Among the compromises made in the name of racing, interior space escaped the worst of them. There's ample head- and legroom for drivers the wrong side of six feet and 34 inches of inseam length, which is a welcome touch in a street-legal projectile like the MC12. And the interior is pretty lavish for a composite car with carbon and Nomex honeycomb-sandwich load-bearing structures. The cockpit surfaces are a mix of carbon fiber, perforated leather, blue plastic moldings, and an interesting textile material that resembles carbon fiber but is soft and yielding to the touch.

The steering wheel is a stylish piece with a flattened carbon-fiber top segment, and it guides the front wheels with a directness that is as remarkable for its integrity as it is for its immunity to kickback shock. Even at very high speed, when an occasional crevice in the oval track at Balocco transmitted a hammer jolt into the pushrod front suspension, that spike of energy would read as just a brief nudge at the wheel.

With plenty of anti-dive, anti-squat, and roll restraint dialed into the chassis, body motions are tautly arrested, yet the ride didn't seem too brutal on either the oval or the old, original Alfa Romeo handling track we were permitted to negotiate. The limits are high on the MC12, and even our most adventurous corner exploits-given no time to learn the course-produced little more than a brief squirm under power from the big 345/35ZR-19 rear Pirelli P Zero Corsa tires. Bosch's traction-control system helps here, although it can also be disabled.

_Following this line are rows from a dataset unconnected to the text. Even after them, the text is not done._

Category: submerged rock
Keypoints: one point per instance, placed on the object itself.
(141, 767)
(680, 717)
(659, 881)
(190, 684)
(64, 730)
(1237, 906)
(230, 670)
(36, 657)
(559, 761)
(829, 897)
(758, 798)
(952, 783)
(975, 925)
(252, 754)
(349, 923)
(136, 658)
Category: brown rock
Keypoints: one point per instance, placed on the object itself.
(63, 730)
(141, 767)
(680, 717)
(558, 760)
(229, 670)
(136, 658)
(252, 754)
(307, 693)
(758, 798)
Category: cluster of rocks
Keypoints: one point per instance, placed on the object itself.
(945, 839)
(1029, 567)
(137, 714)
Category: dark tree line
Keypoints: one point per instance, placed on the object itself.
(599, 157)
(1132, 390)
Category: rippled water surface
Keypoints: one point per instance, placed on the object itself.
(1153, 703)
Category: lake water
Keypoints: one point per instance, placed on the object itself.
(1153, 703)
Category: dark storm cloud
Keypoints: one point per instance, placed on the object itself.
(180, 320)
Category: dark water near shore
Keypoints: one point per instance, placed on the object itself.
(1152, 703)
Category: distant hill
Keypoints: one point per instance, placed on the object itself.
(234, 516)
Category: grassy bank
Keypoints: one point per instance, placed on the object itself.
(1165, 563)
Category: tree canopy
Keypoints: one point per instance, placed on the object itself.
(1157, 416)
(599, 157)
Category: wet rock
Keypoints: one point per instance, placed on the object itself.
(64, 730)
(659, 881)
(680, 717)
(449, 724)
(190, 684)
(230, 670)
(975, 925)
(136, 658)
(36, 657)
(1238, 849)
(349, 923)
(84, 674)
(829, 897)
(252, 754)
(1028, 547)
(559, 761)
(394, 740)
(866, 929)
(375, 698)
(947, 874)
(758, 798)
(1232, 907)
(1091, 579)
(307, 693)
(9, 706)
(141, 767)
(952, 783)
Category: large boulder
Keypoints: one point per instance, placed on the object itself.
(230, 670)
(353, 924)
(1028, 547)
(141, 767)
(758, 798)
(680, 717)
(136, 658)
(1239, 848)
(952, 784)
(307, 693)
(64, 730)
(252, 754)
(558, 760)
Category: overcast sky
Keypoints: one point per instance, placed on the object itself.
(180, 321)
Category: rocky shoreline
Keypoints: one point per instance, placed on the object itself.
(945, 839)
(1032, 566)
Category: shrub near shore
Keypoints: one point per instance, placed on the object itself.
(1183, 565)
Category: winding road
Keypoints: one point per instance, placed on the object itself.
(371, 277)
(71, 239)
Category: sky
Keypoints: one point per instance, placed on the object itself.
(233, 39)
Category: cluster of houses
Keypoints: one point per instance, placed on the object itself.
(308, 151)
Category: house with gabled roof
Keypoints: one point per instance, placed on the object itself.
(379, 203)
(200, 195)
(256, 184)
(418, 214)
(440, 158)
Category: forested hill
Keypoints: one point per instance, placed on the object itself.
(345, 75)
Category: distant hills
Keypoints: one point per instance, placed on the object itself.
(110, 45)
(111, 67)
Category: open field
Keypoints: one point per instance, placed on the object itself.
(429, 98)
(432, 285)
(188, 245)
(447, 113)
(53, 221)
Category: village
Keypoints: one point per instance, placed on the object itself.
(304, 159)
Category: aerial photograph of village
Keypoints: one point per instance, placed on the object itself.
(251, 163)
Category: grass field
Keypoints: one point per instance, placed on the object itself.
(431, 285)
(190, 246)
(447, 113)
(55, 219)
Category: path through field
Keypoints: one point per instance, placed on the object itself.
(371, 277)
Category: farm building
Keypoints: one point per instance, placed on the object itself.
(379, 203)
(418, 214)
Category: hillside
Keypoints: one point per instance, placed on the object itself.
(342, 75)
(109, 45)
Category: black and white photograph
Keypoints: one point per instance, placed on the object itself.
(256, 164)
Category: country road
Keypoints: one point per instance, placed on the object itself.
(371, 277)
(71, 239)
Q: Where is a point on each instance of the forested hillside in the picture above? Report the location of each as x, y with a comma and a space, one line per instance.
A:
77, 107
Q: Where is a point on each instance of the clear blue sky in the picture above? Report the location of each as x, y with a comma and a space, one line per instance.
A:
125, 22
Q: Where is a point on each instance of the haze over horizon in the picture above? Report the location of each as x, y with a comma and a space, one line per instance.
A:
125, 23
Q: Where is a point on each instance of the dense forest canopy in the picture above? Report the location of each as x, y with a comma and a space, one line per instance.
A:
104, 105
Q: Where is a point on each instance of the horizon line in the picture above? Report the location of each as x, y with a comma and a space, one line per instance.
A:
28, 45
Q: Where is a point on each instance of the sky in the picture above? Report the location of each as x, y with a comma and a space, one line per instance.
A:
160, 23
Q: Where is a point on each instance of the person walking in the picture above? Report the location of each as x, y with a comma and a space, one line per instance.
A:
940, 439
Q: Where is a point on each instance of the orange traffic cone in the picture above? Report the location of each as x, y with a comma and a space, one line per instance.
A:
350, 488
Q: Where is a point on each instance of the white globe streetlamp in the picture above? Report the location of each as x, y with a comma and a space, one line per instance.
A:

Turn-in felt as if the car were on rails, benefiting from being mid-engined as much as having sticky 245 cross-section Corsas on the front end. The track genes are inescapable here. Big power, good grip, and tons of aerodynamic downforce (the car has two undertail diffusers) speak of the car's real intent. So do its zero luggage space and its rarity (just 25 were built in 2004-all blue and white-and only another 25 are scheduled for 2005). Then there's the price: about $810,000. You'd be extremely lucky to get one, and luckier yet if you could find a use for it that justified its acquisition.